Manipulation of the VEGF axis in experimental animals supports the importance of VEGF in glomerular capillary integrity. In normal mice, administration of antibodies to VEGF, or neutralization of VEGF with soluble VEGF receptor 1, caused a significant increase in proteinuria within 3 hours; this increase was associated with hypertrophy of glomerular endothelial cells, endothelial detachment from the basement membrane, and loss of slit diaphragms.[12] These animals also showed reduced glomerular expression of nephrin.
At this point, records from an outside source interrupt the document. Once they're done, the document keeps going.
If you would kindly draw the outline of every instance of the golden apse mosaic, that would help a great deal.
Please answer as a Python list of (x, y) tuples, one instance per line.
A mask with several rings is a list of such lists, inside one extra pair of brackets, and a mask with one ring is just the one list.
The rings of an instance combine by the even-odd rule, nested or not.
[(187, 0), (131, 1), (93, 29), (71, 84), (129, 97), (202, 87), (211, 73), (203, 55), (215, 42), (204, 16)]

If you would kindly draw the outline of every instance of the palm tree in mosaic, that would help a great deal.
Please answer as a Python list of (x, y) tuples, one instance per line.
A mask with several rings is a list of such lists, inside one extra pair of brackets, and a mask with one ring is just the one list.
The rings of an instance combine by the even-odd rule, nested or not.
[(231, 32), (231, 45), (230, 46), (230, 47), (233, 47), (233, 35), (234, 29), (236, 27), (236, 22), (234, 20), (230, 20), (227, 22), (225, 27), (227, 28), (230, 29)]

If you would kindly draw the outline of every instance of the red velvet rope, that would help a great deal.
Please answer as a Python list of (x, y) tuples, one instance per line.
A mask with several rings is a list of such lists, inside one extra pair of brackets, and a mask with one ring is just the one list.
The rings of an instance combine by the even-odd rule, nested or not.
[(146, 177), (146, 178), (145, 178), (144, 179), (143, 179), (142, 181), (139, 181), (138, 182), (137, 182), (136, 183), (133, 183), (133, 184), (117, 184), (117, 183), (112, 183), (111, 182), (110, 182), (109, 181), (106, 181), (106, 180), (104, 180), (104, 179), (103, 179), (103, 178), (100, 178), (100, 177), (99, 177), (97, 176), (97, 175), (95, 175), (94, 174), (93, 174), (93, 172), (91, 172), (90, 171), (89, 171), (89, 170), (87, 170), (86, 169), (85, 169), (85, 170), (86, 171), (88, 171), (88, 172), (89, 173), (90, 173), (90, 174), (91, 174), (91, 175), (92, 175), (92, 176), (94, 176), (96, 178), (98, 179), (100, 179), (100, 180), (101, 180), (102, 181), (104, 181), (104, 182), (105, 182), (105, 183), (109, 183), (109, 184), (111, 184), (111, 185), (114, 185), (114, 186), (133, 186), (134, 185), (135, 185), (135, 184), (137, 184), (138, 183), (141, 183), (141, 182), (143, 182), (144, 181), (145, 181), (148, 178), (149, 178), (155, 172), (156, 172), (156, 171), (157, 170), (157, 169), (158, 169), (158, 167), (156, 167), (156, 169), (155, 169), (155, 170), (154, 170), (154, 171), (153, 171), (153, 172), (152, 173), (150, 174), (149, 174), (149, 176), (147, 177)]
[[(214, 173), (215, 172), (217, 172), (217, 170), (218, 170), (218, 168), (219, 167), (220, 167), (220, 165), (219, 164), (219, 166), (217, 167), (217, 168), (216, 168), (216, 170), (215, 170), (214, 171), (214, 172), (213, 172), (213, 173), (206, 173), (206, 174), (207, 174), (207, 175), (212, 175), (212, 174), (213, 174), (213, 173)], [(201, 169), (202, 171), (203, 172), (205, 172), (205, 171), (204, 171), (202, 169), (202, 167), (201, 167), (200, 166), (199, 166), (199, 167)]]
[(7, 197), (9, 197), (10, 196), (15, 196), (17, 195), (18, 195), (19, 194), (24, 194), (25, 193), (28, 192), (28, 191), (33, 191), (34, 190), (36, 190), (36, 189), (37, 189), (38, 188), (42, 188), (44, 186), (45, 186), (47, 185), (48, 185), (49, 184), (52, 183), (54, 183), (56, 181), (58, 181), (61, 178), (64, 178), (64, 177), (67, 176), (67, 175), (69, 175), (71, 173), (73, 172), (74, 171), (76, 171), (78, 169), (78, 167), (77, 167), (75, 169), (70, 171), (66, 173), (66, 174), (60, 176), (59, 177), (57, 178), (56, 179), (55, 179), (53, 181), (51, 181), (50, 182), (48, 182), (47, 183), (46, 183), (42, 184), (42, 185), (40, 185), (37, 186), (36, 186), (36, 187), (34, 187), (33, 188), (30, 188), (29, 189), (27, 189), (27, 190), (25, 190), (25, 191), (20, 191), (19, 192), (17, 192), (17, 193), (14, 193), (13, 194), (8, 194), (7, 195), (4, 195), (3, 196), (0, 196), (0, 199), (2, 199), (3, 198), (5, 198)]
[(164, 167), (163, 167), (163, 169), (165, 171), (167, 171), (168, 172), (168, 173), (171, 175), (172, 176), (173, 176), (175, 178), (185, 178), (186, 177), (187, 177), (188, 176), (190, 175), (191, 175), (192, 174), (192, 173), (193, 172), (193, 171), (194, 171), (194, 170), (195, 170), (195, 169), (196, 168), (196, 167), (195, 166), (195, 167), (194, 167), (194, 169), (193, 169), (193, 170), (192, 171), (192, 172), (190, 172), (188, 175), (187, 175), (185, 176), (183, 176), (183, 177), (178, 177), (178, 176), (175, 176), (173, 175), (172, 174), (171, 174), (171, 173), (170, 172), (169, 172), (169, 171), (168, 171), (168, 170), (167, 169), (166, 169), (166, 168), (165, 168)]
The chronic administration of anti-VEGF receptor 2 antibodies to mice prone to systemic lupus erythematosus markedly increased mortality and accelerated the development of lupus nephritis and proteinuria.[1] Finally, podocyte-specific deletion of the VEGF gene caused proteinuria, glomerular endotheliosis, and the eventual loss of endothelial fenestrations in heterozygous mice, while VEGF-null mice failed to develop endothelial fenestrations at all.[13] Interestingly, in human preeclampsia, fenestrated endothelium is especially vulnerable to injury, and the placenta overproduces a soluble VEGF receptor that acts as a VEGF antagonist.[14,15]

VEGF is also important in glomerular capillary repair after immune injury. Infusing VEGF into rats with crescentic antiglomerular basement membrane antibody nephritis or anti-Thy-1.1 mesangial proliferative glomerulonephritis enhanced recovery, decreased proteinuria, and improved glomerular histology.[16,17] Furthermore, steroid treatment of rats given anti-Thy-1.1 significantly attenuated the expected increase in VEGF expression (found in untreated anti-Thy-1.1 rats), and was associated with a threefold increase in proteinuria.[18]